Changing to the metric system in the United States also takes on a bureaucratic financial disaster when one realizes the horrendous amounts of tax dollars that will be wasted just to change the signs on all the roadways of the U.S. At a time when federal road improvement and new construction tax dollars to the states are waning because of restraints to balance the nation's budget, state governments will be forced to spend hundreds of millions or billions of those tax dollars to convert all road signs, including all those mile markers, from miles to kilometers, just to please other nations who prefer the metric system.

But the cost to the American tax payer to change all roadway signs to the metric system is just the tip of the metric boondoggle financial iceberg. All government contracts must now be measured using the metric system, such as building plans and blueprints. Also, all government supplies must use metric standards, such as stationery and other office supplies. The federal government is belligerently attempting to go metric, whether the public will follow or not. No doubt, the bureaucrats feel, once the metric system is fully in place in the government, then they will apply their coup de grƒce to any opposition. So much for the degeneration of freedom in America, thanks to our politicians who seem to value the opinion of other nations more than the opinion of the constituency that elected them.

Through the use of our hard-earned tax dollars, the federal government is attempting to ram the metric system down our throats whether the people want it or not, which clearly reflects the mental attitude of a dictatorship by members of Congress.
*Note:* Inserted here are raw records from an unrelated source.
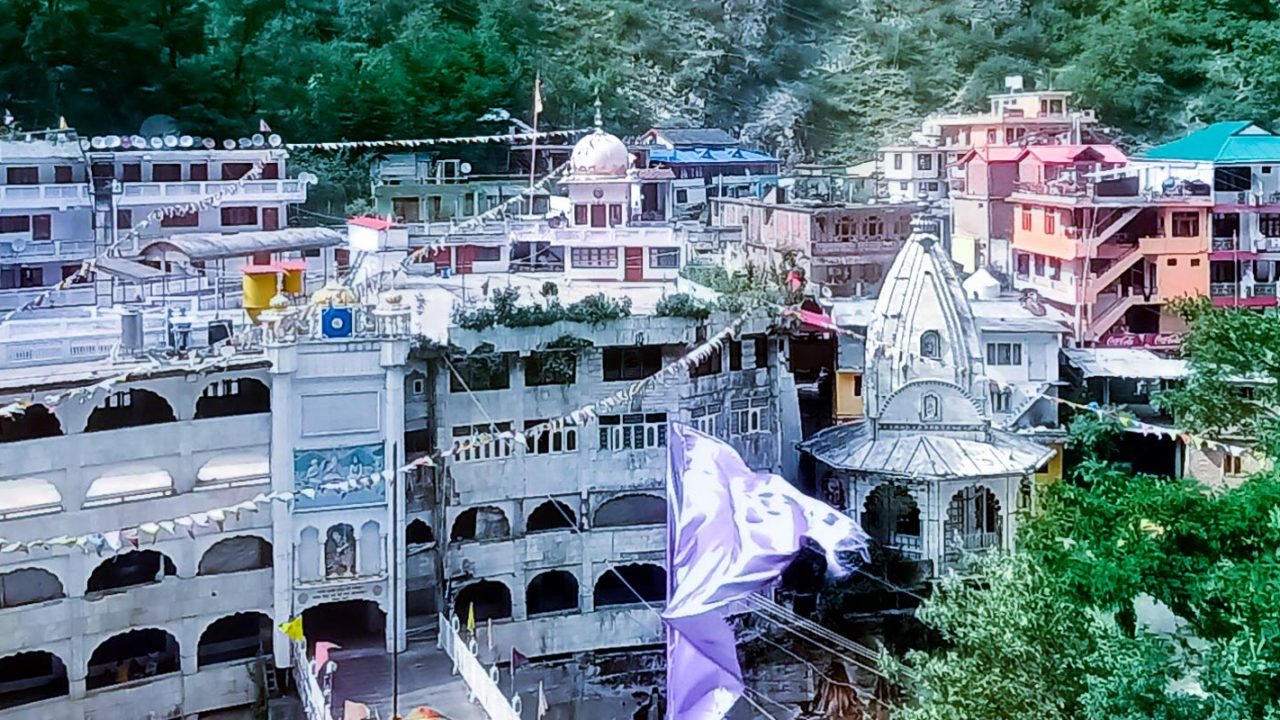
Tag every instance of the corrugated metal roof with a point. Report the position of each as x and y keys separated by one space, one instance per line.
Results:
x=1238 y=141
x=924 y=455
x=1132 y=363
x=211 y=246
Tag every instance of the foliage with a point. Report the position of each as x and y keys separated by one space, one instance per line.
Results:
x=504 y=309
x=682 y=305
x=1234 y=383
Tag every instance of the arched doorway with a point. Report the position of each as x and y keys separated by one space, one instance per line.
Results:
x=490 y=600
x=351 y=623
x=132 y=656
x=973 y=523
x=236 y=637
x=551 y=515
x=553 y=591
x=128 y=570
x=236 y=555
x=31 y=677
x=615 y=586
x=631 y=510
x=892 y=518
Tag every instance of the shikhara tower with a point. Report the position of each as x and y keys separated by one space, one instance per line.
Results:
x=926 y=470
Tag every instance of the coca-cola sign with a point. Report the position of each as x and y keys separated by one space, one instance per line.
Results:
x=1142 y=340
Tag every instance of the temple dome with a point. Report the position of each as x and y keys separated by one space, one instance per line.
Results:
x=599 y=155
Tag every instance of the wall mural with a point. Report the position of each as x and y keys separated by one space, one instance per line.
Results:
x=341 y=477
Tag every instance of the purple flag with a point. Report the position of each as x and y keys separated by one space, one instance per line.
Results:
x=730 y=533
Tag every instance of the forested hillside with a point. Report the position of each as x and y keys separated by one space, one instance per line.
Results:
x=814 y=78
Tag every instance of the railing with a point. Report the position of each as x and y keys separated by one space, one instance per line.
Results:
x=314 y=701
x=44 y=195
x=481 y=684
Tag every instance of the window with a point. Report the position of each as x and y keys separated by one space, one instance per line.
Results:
x=14 y=223
x=480 y=372
x=1185 y=224
x=631 y=363
x=635 y=431
x=1004 y=354
x=165 y=172
x=746 y=417
x=1001 y=400
x=240 y=217
x=594 y=256
x=931 y=345
x=663 y=256
x=188 y=220
x=551 y=368
x=22 y=176
x=548 y=441
x=40 y=227
x=469 y=450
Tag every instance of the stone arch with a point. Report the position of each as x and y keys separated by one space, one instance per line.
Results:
x=551 y=515
x=339 y=551
x=233 y=396
x=31 y=677
x=620 y=584
x=973 y=523
x=33 y=422
x=480 y=524
x=891 y=515
x=636 y=509
x=419 y=533
x=236 y=555
x=28 y=586
x=129 y=570
x=128 y=409
x=490 y=600
x=234 y=637
x=132 y=656
x=553 y=591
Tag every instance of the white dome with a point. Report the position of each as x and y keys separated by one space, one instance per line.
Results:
x=982 y=286
x=599 y=155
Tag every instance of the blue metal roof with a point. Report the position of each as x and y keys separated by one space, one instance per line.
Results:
x=708 y=156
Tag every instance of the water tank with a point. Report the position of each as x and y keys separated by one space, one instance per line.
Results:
x=131 y=332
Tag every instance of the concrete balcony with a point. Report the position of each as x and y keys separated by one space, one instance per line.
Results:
x=144 y=194
x=44 y=196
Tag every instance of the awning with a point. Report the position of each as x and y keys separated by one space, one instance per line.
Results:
x=28 y=496
x=1130 y=363
x=214 y=246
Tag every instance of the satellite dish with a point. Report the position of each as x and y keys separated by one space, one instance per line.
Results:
x=159 y=126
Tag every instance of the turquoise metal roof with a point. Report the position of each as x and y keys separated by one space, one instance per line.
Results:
x=1228 y=142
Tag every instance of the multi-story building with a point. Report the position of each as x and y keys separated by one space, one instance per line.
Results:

It is time, therefore, to start voting out of office those in Congress with such gross disrespect for the will of the people and, most importantly, such gross disregard for the intelligent use of our hard-earned tax dollars and our American heritage in the way we successfully measured things for over two hundred years. The United States does not need to "measure-up" to the way other nations measure; let other nations "measure-up" to our very successful measurement standards.

Mr. Holdorf is a retired office manager who worked 23 years for an insurance company. We have left the American spelling in his article unaltered.